Au Chabab Ahly Bordj Bou Arréridj, comme dans la plupart des clubs de l'élite, le malaise financier est devenu quasi chronique. Ceci dit, évoquer le professionnalisme dans un championnat où certains dirigeants espèrent continuer à gérer les clubs uniquement par des promesses, est très significatif. Entre la volonté et l'engouement qu'a suscités l'avènement du professionnalisme et la réalité actuelle du terrain, il n'y a pas photo !
Ainsi et exception faite à trois ou quatre clubs structurés et où la gestion n'est pas un vain mot, dans les autres clubs, dits professionnels, c'est toujours la confusion. C'est le cas du CABBA, ce promu en Ligue 1, qui a énormément perdu de sa notoriété lors de cette dernière décennie.
Terminant la phase aller à la onzième place avec 18 points seulement, le Chabab ne pouvait certainement pas espérer mieux. D'ailleurs, le club se retrouve aujourd'hui confronté à de sérieux problèmes, qui pourraient lui coûter cher lors de la seconde manche du championnat. En effet, initialement prévue le mercredi 2 janvier, la reprise des entraînements n'a pas eu lieu car les joueurs ont décidé de boycotter le stage qui devait avoir lieu à Tipaza en raison du non paiement de leurs dûs. Toujours est-il que des amoureux du club, notamment les anciens joueurs et dirigeants, ont tenté de débloquer la situation en appelant à la sagesse, afin que les joueurs reprennent les entraînements au moins par un regroupement à Bordj pour ensuite se pencher sur leurs revendications financières.

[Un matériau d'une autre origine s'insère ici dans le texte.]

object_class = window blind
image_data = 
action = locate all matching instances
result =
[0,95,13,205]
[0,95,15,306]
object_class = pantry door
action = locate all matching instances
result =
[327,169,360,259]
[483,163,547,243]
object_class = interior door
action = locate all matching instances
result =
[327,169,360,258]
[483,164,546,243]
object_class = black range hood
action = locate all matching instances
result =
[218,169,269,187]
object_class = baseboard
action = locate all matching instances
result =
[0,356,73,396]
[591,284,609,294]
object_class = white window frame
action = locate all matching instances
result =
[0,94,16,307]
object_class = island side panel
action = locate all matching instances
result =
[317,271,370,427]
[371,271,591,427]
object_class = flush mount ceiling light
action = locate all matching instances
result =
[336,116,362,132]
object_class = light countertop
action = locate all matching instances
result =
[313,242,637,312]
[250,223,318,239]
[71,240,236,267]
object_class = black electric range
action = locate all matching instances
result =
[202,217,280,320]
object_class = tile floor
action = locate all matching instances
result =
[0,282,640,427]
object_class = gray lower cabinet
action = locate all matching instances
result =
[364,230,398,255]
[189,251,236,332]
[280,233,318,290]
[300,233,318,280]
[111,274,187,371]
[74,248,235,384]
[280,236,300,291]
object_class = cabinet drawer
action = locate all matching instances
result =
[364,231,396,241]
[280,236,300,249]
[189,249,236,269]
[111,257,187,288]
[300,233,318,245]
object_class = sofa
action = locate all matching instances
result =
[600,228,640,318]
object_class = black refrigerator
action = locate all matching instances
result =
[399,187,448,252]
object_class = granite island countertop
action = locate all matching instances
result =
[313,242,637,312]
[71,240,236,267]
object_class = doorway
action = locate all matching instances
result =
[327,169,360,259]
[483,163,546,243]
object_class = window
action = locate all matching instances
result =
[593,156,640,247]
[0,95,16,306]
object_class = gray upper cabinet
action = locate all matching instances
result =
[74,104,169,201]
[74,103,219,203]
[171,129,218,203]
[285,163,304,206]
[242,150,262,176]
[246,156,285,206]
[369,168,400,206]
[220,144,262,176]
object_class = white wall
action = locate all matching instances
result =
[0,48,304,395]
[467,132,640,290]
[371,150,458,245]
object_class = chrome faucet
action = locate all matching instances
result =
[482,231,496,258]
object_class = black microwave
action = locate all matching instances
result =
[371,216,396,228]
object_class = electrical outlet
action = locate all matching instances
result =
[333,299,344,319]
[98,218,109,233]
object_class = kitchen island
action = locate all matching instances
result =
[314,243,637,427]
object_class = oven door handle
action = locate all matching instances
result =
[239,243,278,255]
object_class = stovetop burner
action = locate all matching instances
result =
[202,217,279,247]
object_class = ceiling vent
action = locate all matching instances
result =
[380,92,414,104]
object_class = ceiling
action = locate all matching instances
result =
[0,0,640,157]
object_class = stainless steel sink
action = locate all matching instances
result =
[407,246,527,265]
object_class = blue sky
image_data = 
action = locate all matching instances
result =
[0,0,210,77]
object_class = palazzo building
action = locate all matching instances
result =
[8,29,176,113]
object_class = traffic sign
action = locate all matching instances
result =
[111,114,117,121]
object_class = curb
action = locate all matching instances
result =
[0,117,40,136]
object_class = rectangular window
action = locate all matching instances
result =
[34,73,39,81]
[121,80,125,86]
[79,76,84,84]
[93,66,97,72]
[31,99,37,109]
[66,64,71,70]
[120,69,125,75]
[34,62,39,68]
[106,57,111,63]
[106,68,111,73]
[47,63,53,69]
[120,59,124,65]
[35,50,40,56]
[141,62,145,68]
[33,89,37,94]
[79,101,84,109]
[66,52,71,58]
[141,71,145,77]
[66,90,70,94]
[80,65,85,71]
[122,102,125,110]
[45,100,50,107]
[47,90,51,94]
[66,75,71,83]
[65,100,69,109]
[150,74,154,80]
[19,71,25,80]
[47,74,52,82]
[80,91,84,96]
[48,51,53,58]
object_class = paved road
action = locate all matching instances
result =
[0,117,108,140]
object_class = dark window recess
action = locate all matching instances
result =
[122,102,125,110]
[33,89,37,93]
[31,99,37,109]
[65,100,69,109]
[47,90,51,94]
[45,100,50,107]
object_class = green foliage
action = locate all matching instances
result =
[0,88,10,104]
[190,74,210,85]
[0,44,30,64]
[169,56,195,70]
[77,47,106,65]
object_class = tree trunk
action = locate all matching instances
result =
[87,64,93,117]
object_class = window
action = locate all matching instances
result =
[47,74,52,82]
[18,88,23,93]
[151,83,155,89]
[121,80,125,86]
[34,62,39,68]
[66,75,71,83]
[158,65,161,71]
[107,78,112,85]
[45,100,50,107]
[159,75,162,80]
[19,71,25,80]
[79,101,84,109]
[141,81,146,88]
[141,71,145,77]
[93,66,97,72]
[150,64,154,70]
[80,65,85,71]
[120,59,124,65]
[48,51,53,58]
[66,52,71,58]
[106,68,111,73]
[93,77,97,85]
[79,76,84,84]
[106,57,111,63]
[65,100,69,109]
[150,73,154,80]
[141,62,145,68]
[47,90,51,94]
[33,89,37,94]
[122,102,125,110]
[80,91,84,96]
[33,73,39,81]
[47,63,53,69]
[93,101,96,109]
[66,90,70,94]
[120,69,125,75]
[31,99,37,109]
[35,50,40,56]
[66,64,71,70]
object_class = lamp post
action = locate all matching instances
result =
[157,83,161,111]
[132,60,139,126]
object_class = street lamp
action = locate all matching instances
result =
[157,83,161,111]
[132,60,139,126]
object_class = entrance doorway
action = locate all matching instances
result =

Mais si certains ont été convaincus par le président Messaoudène, d'autres campent sur leur position et exigent du concret en ayant ras-le-bol des promesses. «Nous avons eu l'assurance du wali pour débloquer la situation», dira le PDG de la SSPA. «J'ai présenté aux joueurs des arguments solides quant au règlement de leur situation financière le plus tôt possible, mais au préalable nous allons revoir à la baisse leurs salaires, surtout ceux qui n'ont pas répondu aux attentes», poursuivra-t-il. Dans l'entourage du club, on estime que cette décision est raisonnable, car la masse salariale mensuelle revient à 2 milliards 200 millions de centimes, ce qui est énorme pour une équipe qui joue le maintien seulement.
Toujours est-il que cette nouvelle démarche n'a pas fait l'unanimité auprès des concernés, tel que l'attaquant Amine Belkheir qui a demandé sa lettre de libération. En tous les cas, et selon Messaoudène, tout devrait s'éclaircir aujourd'hui où un mini-stage de cinq jours sera programmé à Tipasa pour rattraper un tant soit peu le temps perdu. Pour sa part, l'entraîneur Aziz Abbès qui a été sur le point de jeter l'éponge, est semble-t-il revenu à de meilleurs sentiments, même s'il avoue que «l'équipe a perdu énormément de temps, ce qui pourrait influer sur son parcours durant la phase retour». En somme, les prochaines heures s'annoncent décisives pour le club des hauts plateaux de l'Est.